Na Viseu actual, os bailarinos da CPR (que entretanto deixou de ter elenco fixo) já não fazem parar o trânsito, como nos tempos da bailarina estrangeira com a "saia de vaca, os collants estranhos e as botas amarelas". "Era engraçadíssimo ver num sítio meio cinzentinho os alemães, que são muito coloridos e grandes e esquisitos", ri-se. Por estes dias, os viseenses já estão mais avisados: "Se é esquisito, é do teatro, faz parte da paisagem".

A Feira de São Mateus

Uma paisagem que tem perdido moradores no centro histórico -"a rua Direita estava completamente ocupada e agora está quase abandonada. É muito triste porque o centro é alma das cidades" - ao mesmo tempo que recuperou outras zonas, nomeadamente à beira-rio. O rio Paiva já foi muito poluído e agora tem relva nas margens; há também a emblemática Cava de Viriato, que "era um buraco" e agora é um "belo passeio", e o parque do Fontelo, cheio de pavões e árvores, actividades desportivas e o Solar do Dão.

Das janelas da sala de ensaios, Leonor Keil indica ainda o local da feira semanal, à qual quando chegou não faltava, e da popular Feira de São Mateus (no final do Verão), de que é presença assídua com os filhos - "O Paulo detesta". Mas a feira faz parte das "muito boas memórias" que construiu durante parte da infância e adolescência entre Canas e Viseu.

Era um ritual, a ida à feira, nesses períodos em que as férias se faziam na casa do bisavô visconde de Pedralva: estava vazia, vinha a família (grande, são sete irmãos), enchiam-na e iam embora. Pelo meio, muitas visitas de amigos - "temos casas grandes por herança e há sempre amigos que vêm porque há espaço" - e com elas "muitas festas". "Essas férias eram isso." E as viagens de Lisboa até Canas. "Saíamos de manhã e chegávamos ao final do dia, todos partidos", conta, "e tínhamos de parar sempre, já não sei onde, por um tal de arroz de tomate e pastéis de bacalhau. Sabia muito bem".

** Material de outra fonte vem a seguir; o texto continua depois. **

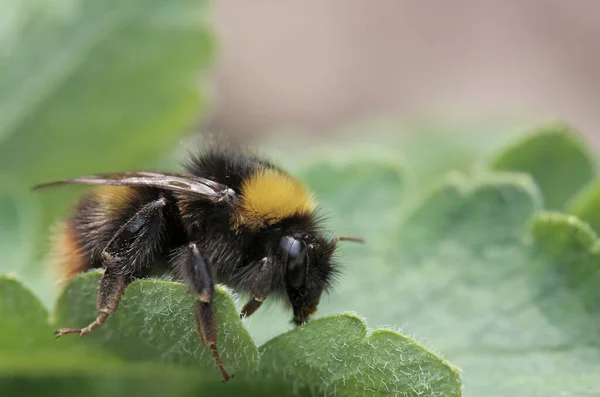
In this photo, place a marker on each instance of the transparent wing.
(204, 188)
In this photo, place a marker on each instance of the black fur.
(233, 255)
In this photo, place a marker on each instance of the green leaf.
(359, 196)
(555, 157)
(155, 322)
(95, 86)
(586, 205)
(32, 362)
(333, 356)
(23, 319)
(19, 217)
(515, 308)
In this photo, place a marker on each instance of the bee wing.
(204, 188)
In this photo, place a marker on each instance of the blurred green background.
(96, 86)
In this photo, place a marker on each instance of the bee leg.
(109, 293)
(199, 276)
(260, 289)
(137, 237)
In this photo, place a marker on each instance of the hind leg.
(137, 240)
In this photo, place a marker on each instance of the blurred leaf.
(19, 221)
(23, 319)
(515, 317)
(555, 157)
(333, 356)
(95, 86)
(586, 205)
(155, 322)
(33, 363)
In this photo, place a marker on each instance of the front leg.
(198, 275)
(135, 241)
(261, 285)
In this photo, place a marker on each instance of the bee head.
(309, 272)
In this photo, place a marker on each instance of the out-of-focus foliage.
(461, 250)
(90, 86)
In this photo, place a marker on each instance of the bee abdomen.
(69, 253)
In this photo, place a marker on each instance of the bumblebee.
(232, 218)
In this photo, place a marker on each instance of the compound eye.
(297, 266)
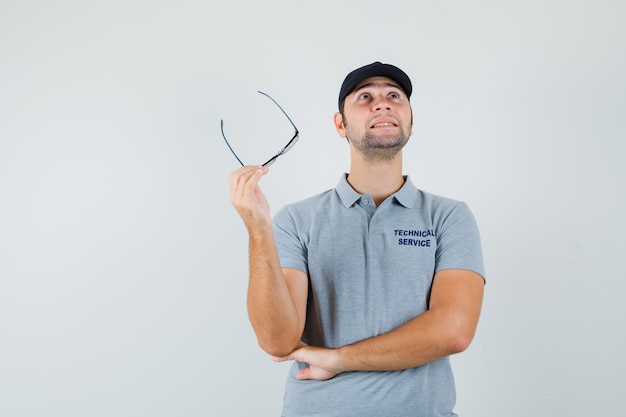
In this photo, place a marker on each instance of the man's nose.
(381, 104)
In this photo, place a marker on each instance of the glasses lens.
(271, 161)
(290, 145)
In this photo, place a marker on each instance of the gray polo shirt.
(370, 270)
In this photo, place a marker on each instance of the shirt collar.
(406, 195)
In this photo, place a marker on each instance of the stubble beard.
(376, 148)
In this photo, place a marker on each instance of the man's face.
(376, 118)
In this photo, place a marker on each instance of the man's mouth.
(383, 124)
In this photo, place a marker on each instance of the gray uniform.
(370, 270)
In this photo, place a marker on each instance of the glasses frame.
(283, 151)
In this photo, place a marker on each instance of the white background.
(123, 266)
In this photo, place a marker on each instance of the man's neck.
(379, 179)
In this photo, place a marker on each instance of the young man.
(368, 287)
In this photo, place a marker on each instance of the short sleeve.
(458, 242)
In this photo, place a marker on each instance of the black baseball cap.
(375, 69)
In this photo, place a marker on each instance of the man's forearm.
(271, 309)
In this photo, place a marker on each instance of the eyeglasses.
(283, 151)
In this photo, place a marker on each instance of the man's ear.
(341, 129)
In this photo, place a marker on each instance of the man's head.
(375, 69)
(375, 113)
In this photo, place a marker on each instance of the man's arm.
(446, 328)
(276, 297)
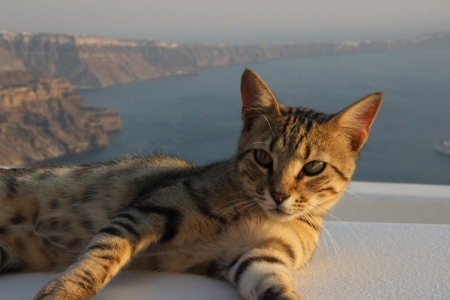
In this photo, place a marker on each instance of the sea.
(197, 117)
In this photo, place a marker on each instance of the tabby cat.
(249, 220)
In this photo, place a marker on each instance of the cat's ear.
(257, 99)
(355, 121)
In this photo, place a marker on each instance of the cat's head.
(297, 162)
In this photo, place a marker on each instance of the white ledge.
(354, 260)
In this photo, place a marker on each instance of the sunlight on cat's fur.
(249, 220)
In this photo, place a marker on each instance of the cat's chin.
(279, 215)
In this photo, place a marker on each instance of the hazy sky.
(229, 21)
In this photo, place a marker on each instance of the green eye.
(263, 158)
(314, 167)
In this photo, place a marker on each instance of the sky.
(229, 21)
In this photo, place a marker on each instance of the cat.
(249, 220)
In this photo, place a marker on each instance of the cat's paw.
(279, 293)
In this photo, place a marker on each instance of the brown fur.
(249, 220)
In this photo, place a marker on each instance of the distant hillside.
(42, 117)
(99, 62)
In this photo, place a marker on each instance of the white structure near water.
(393, 242)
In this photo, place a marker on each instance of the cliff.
(43, 117)
(100, 62)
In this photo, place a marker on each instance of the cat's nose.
(279, 197)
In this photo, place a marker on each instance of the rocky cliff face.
(100, 62)
(42, 117)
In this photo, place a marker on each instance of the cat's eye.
(314, 167)
(263, 158)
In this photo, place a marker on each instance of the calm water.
(197, 117)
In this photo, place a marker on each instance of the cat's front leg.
(263, 274)
(121, 238)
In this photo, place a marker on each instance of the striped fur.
(249, 220)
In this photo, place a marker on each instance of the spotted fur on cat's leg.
(115, 244)
(263, 274)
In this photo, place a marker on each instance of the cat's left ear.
(355, 121)
(257, 99)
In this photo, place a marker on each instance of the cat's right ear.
(257, 99)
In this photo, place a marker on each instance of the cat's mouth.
(279, 215)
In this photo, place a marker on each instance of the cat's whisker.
(357, 196)
(354, 233)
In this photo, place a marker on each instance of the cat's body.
(249, 220)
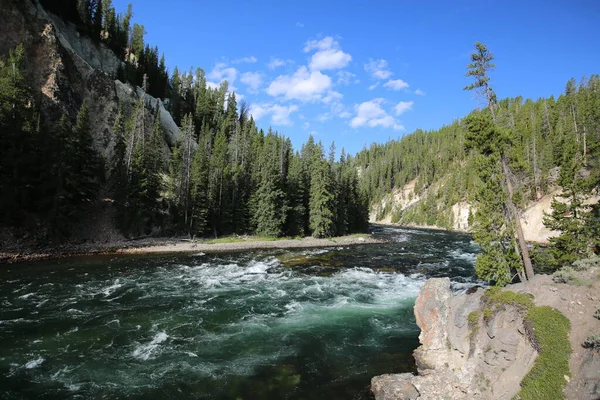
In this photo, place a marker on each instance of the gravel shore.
(173, 245)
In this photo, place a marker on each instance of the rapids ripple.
(313, 324)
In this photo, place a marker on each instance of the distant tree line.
(500, 159)
(224, 176)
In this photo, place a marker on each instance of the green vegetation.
(592, 342)
(225, 176)
(500, 159)
(473, 321)
(569, 276)
(548, 331)
(546, 379)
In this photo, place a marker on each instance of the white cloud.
(329, 59)
(322, 44)
(277, 62)
(328, 56)
(280, 115)
(372, 114)
(253, 80)
(345, 77)
(403, 107)
(397, 84)
(303, 85)
(250, 60)
(378, 69)
(332, 96)
(221, 72)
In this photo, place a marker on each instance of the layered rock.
(462, 356)
(67, 68)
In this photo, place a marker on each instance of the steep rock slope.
(65, 68)
(467, 355)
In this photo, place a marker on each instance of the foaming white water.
(401, 238)
(146, 351)
(463, 255)
(210, 276)
(34, 363)
(111, 289)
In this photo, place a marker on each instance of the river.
(301, 324)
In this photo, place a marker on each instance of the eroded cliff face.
(458, 359)
(65, 68)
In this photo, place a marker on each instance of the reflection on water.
(307, 324)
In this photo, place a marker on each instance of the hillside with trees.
(222, 174)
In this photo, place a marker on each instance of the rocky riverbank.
(19, 253)
(479, 346)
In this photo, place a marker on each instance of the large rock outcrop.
(66, 68)
(462, 356)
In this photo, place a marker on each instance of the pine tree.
(321, 203)
(485, 138)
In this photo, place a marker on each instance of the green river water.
(301, 324)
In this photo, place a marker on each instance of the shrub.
(546, 379)
(592, 342)
(564, 275)
(586, 263)
(548, 330)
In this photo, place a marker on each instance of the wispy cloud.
(328, 56)
(280, 115)
(396, 84)
(303, 85)
(378, 69)
(250, 60)
(371, 114)
(346, 77)
(403, 107)
(222, 72)
(253, 80)
(277, 62)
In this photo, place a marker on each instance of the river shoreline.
(175, 245)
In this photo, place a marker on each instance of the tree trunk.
(584, 147)
(517, 221)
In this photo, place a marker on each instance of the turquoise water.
(308, 324)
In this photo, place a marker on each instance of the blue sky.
(357, 72)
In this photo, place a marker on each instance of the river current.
(279, 324)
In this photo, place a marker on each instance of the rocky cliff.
(65, 68)
(470, 351)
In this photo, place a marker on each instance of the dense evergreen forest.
(224, 176)
(228, 176)
(500, 159)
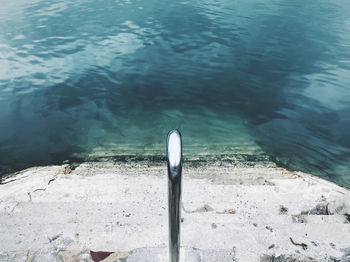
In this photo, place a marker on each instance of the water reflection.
(112, 77)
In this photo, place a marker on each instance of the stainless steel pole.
(174, 153)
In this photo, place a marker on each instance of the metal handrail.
(174, 156)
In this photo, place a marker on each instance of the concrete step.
(229, 214)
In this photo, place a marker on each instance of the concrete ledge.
(230, 213)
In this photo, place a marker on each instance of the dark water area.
(84, 79)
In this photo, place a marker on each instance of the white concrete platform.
(230, 213)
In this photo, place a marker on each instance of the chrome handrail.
(174, 153)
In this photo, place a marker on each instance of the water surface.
(80, 79)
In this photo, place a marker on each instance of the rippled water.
(83, 79)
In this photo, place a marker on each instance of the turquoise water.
(87, 79)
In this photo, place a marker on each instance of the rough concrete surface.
(118, 212)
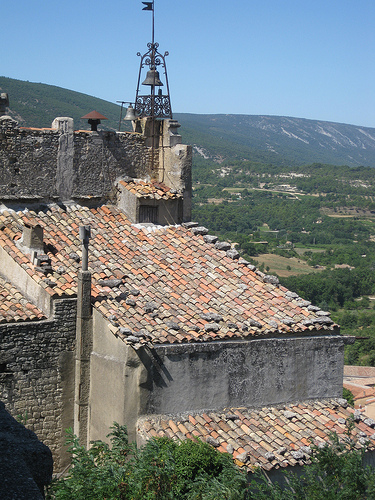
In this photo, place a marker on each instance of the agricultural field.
(313, 227)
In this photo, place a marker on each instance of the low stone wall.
(58, 163)
(25, 463)
(37, 375)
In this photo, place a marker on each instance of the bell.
(130, 114)
(152, 78)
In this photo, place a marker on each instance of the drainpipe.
(83, 344)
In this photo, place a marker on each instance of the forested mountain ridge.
(267, 139)
(279, 139)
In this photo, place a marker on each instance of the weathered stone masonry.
(37, 374)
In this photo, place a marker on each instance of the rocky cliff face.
(281, 139)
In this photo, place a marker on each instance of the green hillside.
(37, 104)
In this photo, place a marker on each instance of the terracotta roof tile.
(14, 307)
(265, 437)
(176, 277)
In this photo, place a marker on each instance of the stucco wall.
(117, 382)
(258, 372)
(175, 379)
(37, 375)
(27, 162)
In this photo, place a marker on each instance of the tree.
(336, 473)
(192, 470)
(163, 469)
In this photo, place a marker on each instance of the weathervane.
(155, 105)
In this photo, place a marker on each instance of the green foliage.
(168, 470)
(163, 469)
(348, 395)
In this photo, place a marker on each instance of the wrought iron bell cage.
(156, 105)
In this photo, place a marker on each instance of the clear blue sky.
(302, 58)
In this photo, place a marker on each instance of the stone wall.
(25, 463)
(27, 162)
(213, 375)
(58, 163)
(37, 375)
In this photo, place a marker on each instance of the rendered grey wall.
(258, 372)
(117, 382)
(32, 162)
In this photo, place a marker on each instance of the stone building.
(167, 329)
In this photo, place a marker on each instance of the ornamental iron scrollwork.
(154, 105)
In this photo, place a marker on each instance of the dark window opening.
(148, 214)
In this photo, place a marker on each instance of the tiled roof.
(269, 437)
(14, 306)
(155, 190)
(359, 371)
(156, 284)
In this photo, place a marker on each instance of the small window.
(148, 214)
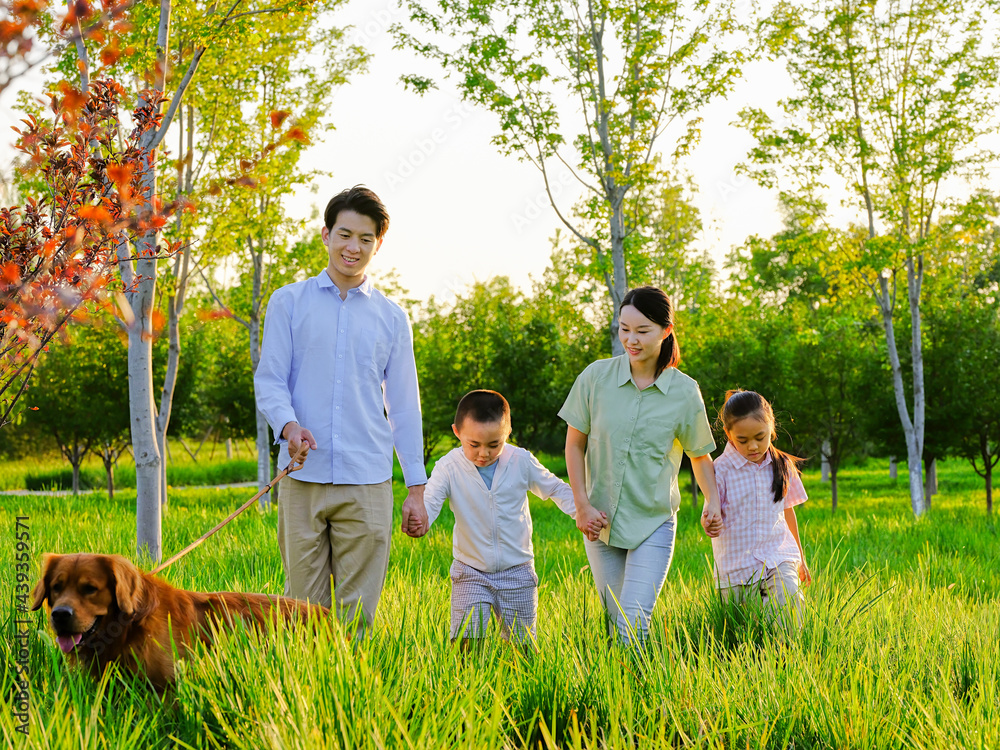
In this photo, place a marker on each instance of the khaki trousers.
(338, 531)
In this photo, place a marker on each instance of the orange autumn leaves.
(58, 253)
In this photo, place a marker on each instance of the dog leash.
(294, 465)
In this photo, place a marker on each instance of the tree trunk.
(989, 489)
(619, 280)
(694, 489)
(107, 456)
(175, 308)
(75, 463)
(914, 448)
(930, 480)
(263, 441)
(914, 281)
(833, 488)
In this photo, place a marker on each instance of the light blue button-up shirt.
(344, 370)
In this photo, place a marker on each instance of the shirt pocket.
(364, 348)
(656, 437)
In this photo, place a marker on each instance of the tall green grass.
(898, 648)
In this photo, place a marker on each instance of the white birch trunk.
(263, 441)
(620, 283)
(142, 411)
(913, 449)
(930, 486)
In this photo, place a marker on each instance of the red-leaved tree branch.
(58, 251)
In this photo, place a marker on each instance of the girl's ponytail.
(741, 404)
(784, 464)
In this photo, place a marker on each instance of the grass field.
(211, 468)
(899, 648)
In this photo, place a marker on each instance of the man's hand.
(711, 520)
(414, 513)
(590, 521)
(805, 576)
(296, 434)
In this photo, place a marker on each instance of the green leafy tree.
(629, 71)
(891, 100)
(80, 396)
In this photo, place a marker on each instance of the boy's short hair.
(484, 407)
(361, 200)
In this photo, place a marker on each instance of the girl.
(758, 551)
(628, 419)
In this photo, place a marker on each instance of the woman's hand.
(805, 576)
(590, 521)
(711, 520)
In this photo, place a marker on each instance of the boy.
(337, 372)
(487, 482)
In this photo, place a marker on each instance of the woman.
(629, 419)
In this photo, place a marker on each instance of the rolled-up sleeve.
(274, 370)
(402, 405)
(575, 410)
(695, 434)
(437, 491)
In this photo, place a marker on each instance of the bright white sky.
(460, 211)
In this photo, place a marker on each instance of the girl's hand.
(590, 521)
(804, 575)
(711, 520)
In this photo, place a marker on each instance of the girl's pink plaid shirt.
(755, 536)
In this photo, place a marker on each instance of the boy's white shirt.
(493, 525)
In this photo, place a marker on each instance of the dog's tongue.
(67, 642)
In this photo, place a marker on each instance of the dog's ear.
(41, 592)
(129, 584)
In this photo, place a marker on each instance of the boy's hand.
(805, 576)
(711, 520)
(414, 513)
(590, 521)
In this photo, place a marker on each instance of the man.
(337, 372)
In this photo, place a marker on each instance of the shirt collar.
(366, 287)
(471, 468)
(624, 375)
(740, 461)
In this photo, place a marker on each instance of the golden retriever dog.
(104, 609)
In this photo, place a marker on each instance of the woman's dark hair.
(742, 404)
(655, 305)
(361, 200)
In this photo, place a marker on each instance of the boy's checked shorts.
(511, 595)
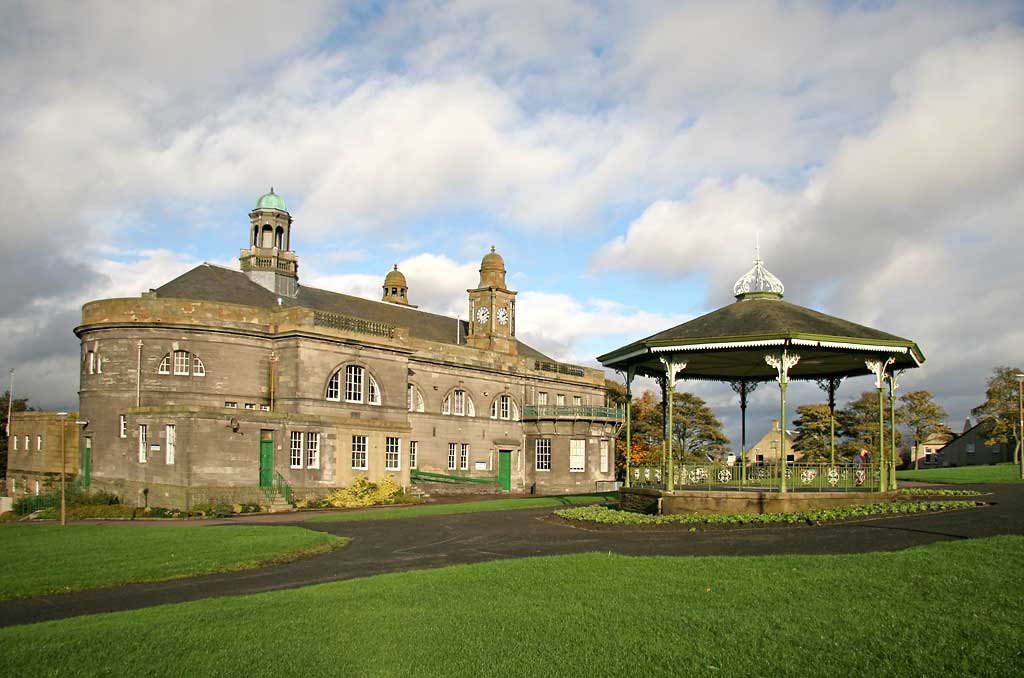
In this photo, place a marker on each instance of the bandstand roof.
(730, 343)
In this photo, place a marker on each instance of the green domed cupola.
(269, 260)
(270, 201)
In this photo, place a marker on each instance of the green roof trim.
(270, 201)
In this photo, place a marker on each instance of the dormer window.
(504, 407)
(458, 403)
(183, 364)
(360, 386)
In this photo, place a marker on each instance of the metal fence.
(799, 476)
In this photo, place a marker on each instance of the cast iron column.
(629, 421)
(782, 364)
(892, 433)
(671, 369)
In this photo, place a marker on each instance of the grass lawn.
(943, 609)
(998, 473)
(49, 558)
(416, 511)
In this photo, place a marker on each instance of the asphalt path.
(400, 545)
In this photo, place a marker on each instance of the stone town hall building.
(223, 381)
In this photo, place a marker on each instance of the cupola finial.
(758, 282)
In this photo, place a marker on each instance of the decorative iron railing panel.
(425, 476)
(337, 322)
(571, 412)
(817, 477)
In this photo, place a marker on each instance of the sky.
(624, 158)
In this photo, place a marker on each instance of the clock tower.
(492, 308)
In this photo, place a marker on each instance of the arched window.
(458, 403)
(353, 383)
(373, 390)
(359, 386)
(414, 398)
(182, 363)
(333, 387)
(505, 407)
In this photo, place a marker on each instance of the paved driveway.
(389, 546)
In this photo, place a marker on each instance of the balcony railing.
(322, 319)
(571, 412)
(799, 476)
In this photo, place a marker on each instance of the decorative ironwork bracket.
(878, 368)
(782, 363)
(672, 369)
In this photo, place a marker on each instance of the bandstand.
(757, 339)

Agora, de Lisboa até Canas são só duas horas de viagem. "É assustador como tudo mudou", reflecte, "não passou assim muito tempo". Mas ainda bem, porque vai a Lisboa sempre que aceita um convite de trabalho. Mais agora do que quando os filhos eram pequenos e a vida em Viseu ainda era um mundo novo, de onde receou nunca mais sair, diz, entre risos, caída no esquecimento enquanto intérprete independente.

Entretanto, percebeu (e esforçou-se para) que não e é comum passar um, dois meses em Lisboa a trabalhar, sendo que a primeira semana é para esquecer. "Primeiro que eu me adapte ao não-silêncio... Adoro silêncio, adoro o escuro e não encontro isso. É uma angústia muito grande."

Em Canas-Viseu tem tudo isso em abundância. Por exemplo, no Verão, a barragem da Aguieira esconde sítios "onde se encontra silêncio e ninguém. Vamos de barquinho para uma ilha e fica-se ali o dia inteiro a acharmos que somos o Robinson Crusoe". Com o bónus da natureza - a sua religião. Precisa de ter muitos animais (vive entre quatro cães incluindo um "cãomões", com um olho apenas, galinhas, patos, pombos, pavões, burros, uma égua, e a "mais que tudo", a gata Mel), sentir os cheiros, estar perto das árvores, regar e plantar e ficar com gretas nos dedos. E delicia-se com vistas como a da árvore com que se cruza no caminho entre Canas e Viseu e que, quando a hora é a certa, parece que tem luz e chega a encandear. "É lindíssimo."

Tem tempo para estes "pequenos pormenores"" e, no entanto, Leonor Keil só se sentiu em casa quando percebeu que tinha ainda menos tempo aqui do que em Lisboa, tal o número de projectos em que se envolveu. Cujas sementes já começaram a crescer. "Em Viseu isso vê-se e vive-se. E é muito bonito."